“The Cold War was cold only for the rich and privileged places of the planet.”
–Nadeem Aslam
Depiction of Cold War aggression by the
USSR and US heads of States.
At the height of the Cold War, one incident that brought USSR (now Russia) and the US to the brink of a nuclear war was the Cuban Missile Crisis. The two superpowers plunged into one of their biggest Cold War confrontations after the pilot of an American U-2 spy plane making a high-altitude pass over Cuba on October 14, 1962, photographed a Soviet SS-4 medium-range ballistic missile being assembled for installation.
Soviet leader Nikita Khrushchev had gambled on sending the missiles to Cuba with the specific goal of increasing his nation’s nuclear strike capability.

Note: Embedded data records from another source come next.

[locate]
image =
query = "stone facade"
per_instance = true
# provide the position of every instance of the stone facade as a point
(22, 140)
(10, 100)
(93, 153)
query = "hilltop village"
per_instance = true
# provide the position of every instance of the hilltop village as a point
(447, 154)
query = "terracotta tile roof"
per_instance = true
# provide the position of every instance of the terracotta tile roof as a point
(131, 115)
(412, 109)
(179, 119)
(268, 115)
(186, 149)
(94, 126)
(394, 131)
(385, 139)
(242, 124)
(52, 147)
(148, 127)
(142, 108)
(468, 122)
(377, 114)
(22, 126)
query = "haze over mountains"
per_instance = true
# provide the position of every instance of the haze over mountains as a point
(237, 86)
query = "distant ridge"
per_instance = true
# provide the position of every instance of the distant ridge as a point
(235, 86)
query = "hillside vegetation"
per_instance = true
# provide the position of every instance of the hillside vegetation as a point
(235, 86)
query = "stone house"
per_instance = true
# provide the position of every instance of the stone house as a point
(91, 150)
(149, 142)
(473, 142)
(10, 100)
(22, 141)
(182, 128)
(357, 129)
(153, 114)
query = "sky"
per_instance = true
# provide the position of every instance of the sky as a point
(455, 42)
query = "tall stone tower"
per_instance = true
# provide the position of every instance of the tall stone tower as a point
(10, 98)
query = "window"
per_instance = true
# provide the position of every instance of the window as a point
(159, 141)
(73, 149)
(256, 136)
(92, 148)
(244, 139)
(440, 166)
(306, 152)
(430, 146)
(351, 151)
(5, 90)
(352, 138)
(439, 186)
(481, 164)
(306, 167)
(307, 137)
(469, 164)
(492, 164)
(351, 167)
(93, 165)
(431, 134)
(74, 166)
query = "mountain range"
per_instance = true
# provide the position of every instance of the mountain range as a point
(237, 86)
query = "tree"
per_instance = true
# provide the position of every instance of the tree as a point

The Soviets had long felt uneasy about the number of atomic weapons that were targeted at them from sites in Western Europe and Turkey, and they saw the deployment of missiles in Cuba as a way to level the playing field. Another critical factor in the Soviet missile scheme was the hostile relationship between the U.S. and Cuba.
During the crisis, the Americans and Soviets had exchanged letters and other communications. Due to intense dialogue and diplomacy, the crisis drew to a close. While, people thought that with fall of Berlin Wall, the Cold War was gone, however, we are witnessing Cold War 2.0 between the old rivals in Syrian civil war.